Old feelings set in...


I feel like i had a wonderful summer sabatical. I was wonderful i felt alive more alive then i think i have ever felt before. I look back and see that it was really a stepping stone to more depression and slavery. I now have a good point base my bitchs from, the light and now the graying horizion. I feel like the depression is onsetting again. i don't think i like this but i don't think i can control it as much as i would like to think i could. I am going to blame the nut house and a scattered brained boss that frustrates me on a multi typical basis. Either way i am on the count down, a little over 8 months. Praise the Lord there is a freedom coming. I feel as if i am a slave captive, the only diffrence is there is a end coming.
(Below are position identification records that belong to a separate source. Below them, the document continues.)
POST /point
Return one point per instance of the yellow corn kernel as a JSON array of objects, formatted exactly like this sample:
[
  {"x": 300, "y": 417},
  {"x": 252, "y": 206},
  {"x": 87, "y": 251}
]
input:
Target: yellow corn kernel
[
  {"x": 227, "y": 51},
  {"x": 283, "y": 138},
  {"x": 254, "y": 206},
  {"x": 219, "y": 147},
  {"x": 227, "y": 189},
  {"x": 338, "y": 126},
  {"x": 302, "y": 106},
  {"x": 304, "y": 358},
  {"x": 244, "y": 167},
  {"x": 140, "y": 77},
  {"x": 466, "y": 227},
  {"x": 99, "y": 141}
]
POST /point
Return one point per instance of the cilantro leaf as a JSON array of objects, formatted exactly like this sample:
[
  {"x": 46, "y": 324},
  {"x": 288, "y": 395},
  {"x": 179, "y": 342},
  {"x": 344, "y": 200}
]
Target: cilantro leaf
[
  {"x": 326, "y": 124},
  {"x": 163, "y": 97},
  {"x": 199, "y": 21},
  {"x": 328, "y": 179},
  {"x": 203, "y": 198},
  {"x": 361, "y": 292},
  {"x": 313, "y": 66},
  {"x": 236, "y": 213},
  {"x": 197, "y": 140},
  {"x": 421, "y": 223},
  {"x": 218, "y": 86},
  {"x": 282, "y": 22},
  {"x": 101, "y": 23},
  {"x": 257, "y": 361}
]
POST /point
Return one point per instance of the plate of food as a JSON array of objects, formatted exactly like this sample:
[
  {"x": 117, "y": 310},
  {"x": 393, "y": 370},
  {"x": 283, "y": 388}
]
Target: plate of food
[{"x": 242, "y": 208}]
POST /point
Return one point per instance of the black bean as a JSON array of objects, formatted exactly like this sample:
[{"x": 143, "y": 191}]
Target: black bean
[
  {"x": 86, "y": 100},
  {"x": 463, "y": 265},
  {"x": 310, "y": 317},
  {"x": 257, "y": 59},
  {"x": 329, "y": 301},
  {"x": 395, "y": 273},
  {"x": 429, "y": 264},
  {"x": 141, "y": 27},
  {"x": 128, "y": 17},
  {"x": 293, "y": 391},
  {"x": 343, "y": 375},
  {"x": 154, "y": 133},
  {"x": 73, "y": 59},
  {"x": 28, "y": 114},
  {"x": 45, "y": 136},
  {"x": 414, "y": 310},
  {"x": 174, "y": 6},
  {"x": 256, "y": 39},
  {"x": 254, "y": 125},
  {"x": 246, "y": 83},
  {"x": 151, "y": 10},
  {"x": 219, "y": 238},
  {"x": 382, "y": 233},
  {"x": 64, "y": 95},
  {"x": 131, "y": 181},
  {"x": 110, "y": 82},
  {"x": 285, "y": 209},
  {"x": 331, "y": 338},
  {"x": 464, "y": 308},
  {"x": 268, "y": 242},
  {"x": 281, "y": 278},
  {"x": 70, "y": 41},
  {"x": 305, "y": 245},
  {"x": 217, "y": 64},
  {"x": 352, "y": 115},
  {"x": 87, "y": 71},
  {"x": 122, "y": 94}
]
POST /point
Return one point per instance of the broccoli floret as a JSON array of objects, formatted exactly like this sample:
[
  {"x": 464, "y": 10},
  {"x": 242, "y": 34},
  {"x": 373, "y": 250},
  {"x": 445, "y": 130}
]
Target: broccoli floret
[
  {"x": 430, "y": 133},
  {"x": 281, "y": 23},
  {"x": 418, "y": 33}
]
Either way I AM RIDING BACK IN BITCHS...i thought the period of depression in my life was over for awhile, i was wrong probably just like ususal. i hope use this a venting system, there will be good nut house stories to come... you can count on this

Comments

Deadmanshonda said…
I'm glad you're back. this is gonna be great. made me laugh already. ;0)
Anonymous said…
I'm glad you are back. I have missed ya. we need to do lunch or something.
Michelle said…
mmm... i guess I'm not too glad you're back if it means you're bummed...

be well sir.
Dakota House said…
I just know I was cheered significantly to see your face sitting on my breakfast table, peering out from the Fresno Bee. No wonder our food was so good at Outpost. Thank you for sharing your gift with the girls we brought. The care you took for us truly ministered to them.